S2. How do you get an O(n) algorithm instead of O(n log n)?¶
Quickselect around the critical density: partition items into denser/equal/less-dense around a random pivot, recurse into the side holding the capacity boundary. Expected O(n); median-of-medians pivots give worst-case O(n).
S3. What does the critical density mean economically?¶
It is the LP dual variable on the capacity constraint — the marginal value of one more unit of capacity, i.e., the clearing/market-clearing price. Everything above it is fully served, below it dropped, the marginal item partially served (water-filling analogy).
S4. How would you run this over data too large to sort in memory?¶
Build a density histogram in one streaming pass, binary-search the critical-density bucket across (possibly sharded) histograms, then a second pass takes everything above it and slices within it. Two passes, constant memory, trivially parallel across shards.
S5. How do you make the result bit-reproducible across machines?¶
Use integer/fixed-point arithmetic and exact cross-multiplication for ordering; avoid float reductions (order-sensitive). Cache only deterministic results.

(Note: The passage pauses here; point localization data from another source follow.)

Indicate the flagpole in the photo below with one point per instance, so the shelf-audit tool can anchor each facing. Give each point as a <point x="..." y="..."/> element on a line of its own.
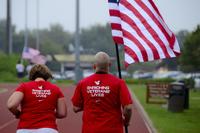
<point x="26" y="28"/>
<point x="119" y="72"/>
<point x="118" y="61"/>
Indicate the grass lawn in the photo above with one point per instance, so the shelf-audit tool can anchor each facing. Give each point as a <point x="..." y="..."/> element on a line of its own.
<point x="168" y="122"/>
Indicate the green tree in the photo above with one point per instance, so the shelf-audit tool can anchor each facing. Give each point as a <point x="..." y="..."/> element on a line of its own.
<point x="190" y="60"/>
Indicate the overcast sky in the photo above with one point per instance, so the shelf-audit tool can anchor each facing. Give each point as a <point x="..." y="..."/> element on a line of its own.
<point x="178" y="14"/>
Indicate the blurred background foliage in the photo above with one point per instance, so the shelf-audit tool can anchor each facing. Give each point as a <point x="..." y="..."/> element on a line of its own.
<point x="55" y="40"/>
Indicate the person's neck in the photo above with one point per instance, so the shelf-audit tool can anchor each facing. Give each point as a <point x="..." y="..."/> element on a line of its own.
<point x="39" y="79"/>
<point x="101" y="72"/>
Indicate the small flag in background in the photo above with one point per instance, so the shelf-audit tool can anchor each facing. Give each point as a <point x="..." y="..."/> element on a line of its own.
<point x="29" y="53"/>
<point x="146" y="36"/>
<point x="115" y="21"/>
<point x="39" y="59"/>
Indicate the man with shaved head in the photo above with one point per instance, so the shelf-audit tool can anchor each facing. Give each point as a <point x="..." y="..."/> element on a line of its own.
<point x="104" y="99"/>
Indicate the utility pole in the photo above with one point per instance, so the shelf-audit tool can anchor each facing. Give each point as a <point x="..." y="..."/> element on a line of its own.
<point x="37" y="21"/>
<point x="9" y="29"/>
<point x="78" y="73"/>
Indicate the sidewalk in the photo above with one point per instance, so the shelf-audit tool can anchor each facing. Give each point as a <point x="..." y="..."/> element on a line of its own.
<point x="73" y="122"/>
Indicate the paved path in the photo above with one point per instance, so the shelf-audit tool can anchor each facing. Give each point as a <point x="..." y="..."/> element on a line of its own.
<point x="72" y="124"/>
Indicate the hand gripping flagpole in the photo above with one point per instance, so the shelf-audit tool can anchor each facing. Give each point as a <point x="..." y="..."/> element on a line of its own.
<point x="119" y="72"/>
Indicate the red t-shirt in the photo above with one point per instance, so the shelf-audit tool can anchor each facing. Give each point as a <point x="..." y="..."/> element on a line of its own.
<point x="101" y="96"/>
<point x="38" y="105"/>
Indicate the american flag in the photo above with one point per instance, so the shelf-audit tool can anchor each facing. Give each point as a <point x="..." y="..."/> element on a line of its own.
<point x="29" y="53"/>
<point x="115" y="21"/>
<point x="39" y="59"/>
<point x="146" y="36"/>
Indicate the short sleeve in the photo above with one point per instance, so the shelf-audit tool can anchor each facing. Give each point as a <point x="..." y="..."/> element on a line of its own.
<point x="77" y="99"/>
<point x="125" y="96"/>
<point x="21" y="88"/>
<point x="60" y="94"/>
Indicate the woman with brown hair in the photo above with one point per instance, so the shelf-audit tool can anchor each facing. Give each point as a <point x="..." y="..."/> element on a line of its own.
<point x="41" y="103"/>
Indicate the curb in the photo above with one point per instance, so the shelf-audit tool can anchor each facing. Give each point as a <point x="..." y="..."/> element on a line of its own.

S6. What do you monitor in production?¶
Allocation latency by n, the critical-density distribution (clearing price drift), capacity utilization (fraction of W filled), the partial-item count (must be ≤ 1), and periodic float-vs-exact divergence checks.

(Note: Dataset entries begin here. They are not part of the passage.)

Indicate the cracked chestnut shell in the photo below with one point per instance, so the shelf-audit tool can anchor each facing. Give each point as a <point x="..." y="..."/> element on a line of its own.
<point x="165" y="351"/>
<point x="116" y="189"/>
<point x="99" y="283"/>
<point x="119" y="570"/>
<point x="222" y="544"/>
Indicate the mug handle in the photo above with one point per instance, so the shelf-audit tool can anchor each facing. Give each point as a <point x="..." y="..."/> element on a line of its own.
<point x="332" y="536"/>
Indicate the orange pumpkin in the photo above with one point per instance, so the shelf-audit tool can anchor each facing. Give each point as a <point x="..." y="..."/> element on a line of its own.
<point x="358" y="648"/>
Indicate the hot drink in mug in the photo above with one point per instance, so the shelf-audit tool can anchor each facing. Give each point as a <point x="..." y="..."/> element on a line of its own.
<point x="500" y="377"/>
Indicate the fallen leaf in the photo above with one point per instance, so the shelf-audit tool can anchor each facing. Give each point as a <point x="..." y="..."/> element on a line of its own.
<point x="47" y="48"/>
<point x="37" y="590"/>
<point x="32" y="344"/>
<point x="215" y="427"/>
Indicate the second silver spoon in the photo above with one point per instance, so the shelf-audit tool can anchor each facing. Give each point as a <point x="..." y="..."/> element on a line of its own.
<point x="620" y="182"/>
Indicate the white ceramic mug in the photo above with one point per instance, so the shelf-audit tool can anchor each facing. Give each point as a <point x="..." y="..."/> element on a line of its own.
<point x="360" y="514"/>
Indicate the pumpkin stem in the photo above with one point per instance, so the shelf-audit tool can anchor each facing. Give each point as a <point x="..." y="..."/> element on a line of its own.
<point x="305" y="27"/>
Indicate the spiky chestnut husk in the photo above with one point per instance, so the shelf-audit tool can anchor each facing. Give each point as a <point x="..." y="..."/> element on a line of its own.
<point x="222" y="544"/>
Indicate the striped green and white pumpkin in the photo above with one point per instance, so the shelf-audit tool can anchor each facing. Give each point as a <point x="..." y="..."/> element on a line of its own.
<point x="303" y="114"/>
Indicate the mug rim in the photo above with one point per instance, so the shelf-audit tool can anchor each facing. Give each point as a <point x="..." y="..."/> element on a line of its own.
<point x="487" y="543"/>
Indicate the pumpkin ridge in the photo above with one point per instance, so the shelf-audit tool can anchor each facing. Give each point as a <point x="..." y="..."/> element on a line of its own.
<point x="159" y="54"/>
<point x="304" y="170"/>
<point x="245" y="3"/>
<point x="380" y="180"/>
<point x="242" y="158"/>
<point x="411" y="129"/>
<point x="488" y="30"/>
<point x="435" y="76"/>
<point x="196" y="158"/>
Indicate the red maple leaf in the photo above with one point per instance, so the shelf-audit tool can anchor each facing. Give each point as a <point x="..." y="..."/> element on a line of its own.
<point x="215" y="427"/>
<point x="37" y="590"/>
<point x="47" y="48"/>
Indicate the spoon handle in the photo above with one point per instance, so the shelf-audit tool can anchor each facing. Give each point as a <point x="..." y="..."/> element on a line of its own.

S7. When is Fractional Knapsack the wrong tool?¶
When items are indivisible (use 0/1 DP), value is non-linear in the fraction (convex optimization), or there are multiple capacities/constraints (LP/ILP). Greedy assumes a single capacity and linear, divisible value.
S8. How does it relate to solving 0/1 Knapsack exactly?¶
The fractional optimum is the LP-relaxation upper bound at each branch-and-bound node. A fast, exact Fractional Knapsack is the inner loop that prunes the 0/1 search tree.

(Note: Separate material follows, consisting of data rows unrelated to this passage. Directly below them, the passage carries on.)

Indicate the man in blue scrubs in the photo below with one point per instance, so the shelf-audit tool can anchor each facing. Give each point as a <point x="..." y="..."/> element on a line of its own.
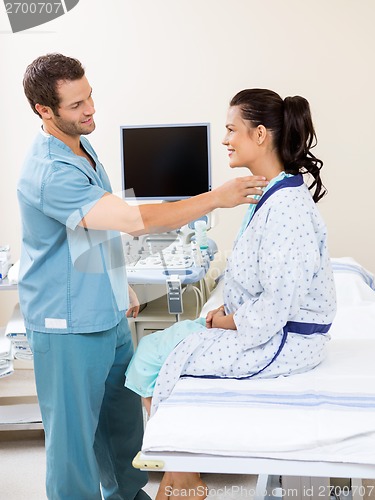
<point x="73" y="289"/>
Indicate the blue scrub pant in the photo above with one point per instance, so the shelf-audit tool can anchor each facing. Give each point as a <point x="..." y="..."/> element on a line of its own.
<point x="93" y="424"/>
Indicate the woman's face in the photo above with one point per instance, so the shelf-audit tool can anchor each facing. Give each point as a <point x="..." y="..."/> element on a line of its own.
<point x="240" y="140"/>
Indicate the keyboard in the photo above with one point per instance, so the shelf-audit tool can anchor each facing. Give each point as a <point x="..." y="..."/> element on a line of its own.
<point x="151" y="259"/>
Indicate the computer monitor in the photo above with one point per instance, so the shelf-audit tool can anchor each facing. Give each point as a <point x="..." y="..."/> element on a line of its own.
<point x="165" y="162"/>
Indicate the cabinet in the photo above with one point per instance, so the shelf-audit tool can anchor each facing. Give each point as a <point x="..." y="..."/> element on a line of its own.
<point x="19" y="409"/>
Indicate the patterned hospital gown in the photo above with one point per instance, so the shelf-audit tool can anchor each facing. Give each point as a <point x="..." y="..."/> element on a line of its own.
<point x="278" y="279"/>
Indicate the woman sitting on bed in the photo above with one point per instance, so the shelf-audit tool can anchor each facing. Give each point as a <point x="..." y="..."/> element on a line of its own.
<point x="279" y="295"/>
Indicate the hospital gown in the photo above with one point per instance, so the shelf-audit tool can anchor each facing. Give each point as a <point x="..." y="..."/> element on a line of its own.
<point x="279" y="286"/>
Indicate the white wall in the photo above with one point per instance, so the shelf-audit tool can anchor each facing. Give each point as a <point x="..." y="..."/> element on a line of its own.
<point x="155" y="61"/>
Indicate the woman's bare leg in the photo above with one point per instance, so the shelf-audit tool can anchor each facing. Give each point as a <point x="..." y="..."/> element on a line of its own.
<point x="187" y="485"/>
<point x="147" y="404"/>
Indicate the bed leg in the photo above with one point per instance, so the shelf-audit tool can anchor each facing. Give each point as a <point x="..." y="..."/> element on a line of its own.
<point x="357" y="489"/>
<point x="303" y="488"/>
<point x="261" y="490"/>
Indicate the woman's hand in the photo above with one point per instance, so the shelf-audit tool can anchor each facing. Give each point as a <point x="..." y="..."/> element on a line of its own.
<point x="218" y="319"/>
<point x="133" y="310"/>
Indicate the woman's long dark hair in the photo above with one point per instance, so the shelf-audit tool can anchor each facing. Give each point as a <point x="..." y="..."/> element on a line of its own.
<point x="292" y="129"/>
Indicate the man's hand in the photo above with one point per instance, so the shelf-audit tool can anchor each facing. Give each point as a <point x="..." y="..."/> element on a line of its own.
<point x="134" y="307"/>
<point x="239" y="191"/>
<point x="218" y="319"/>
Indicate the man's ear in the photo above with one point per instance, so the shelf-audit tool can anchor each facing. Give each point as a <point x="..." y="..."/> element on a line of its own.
<point x="44" y="111"/>
<point x="261" y="134"/>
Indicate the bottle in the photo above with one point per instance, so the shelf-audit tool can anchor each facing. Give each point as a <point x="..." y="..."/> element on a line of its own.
<point x="200" y="227"/>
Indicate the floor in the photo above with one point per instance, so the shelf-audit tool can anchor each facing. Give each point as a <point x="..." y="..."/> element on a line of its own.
<point x="22" y="473"/>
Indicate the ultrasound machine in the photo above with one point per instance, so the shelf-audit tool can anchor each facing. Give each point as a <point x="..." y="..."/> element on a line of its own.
<point x="163" y="164"/>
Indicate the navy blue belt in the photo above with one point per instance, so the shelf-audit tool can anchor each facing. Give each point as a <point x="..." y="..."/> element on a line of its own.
<point x="290" y="327"/>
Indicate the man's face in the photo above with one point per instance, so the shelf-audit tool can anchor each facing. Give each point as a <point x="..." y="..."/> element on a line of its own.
<point x="76" y="109"/>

S9. How do you handle an online/streaming version where you must commit immediately?¶
Approximate the offline greedy with a threshold policy: serve a request iff its density exceeds an estimated ρ*, adapting the threshold as the budget depletes — the basis of ad-budget pacing and rate shaping.
S10. What is the worst-case input for the quickselect variant and how do you guard?¶
Adversarial pivots cause O(n²). Guard with median-of-medians (deterministic O(n)) or introselect — fall back to a sort after too many unbalanced partitions.
Professional / Theory Questions (8 Q&A)¶
P1. Prove optimality via LP duality.¶
The dual of max vᵀx, wᵀx ≤ W, x ≤ 𝟙, x ≥ 0 is min Wλ + 𝟙ᵀμ, wᵢλ + μᵢ ≥ vᵢ, λ,μ ≥ 0. Set λ = ρ_k (critical density) and μᵢ = wᵢ·max(0, ρᵢ − ρ_k). This dual is feasible and satisfies complementary slackness with greedy's primal, certifying optimality by strong duality.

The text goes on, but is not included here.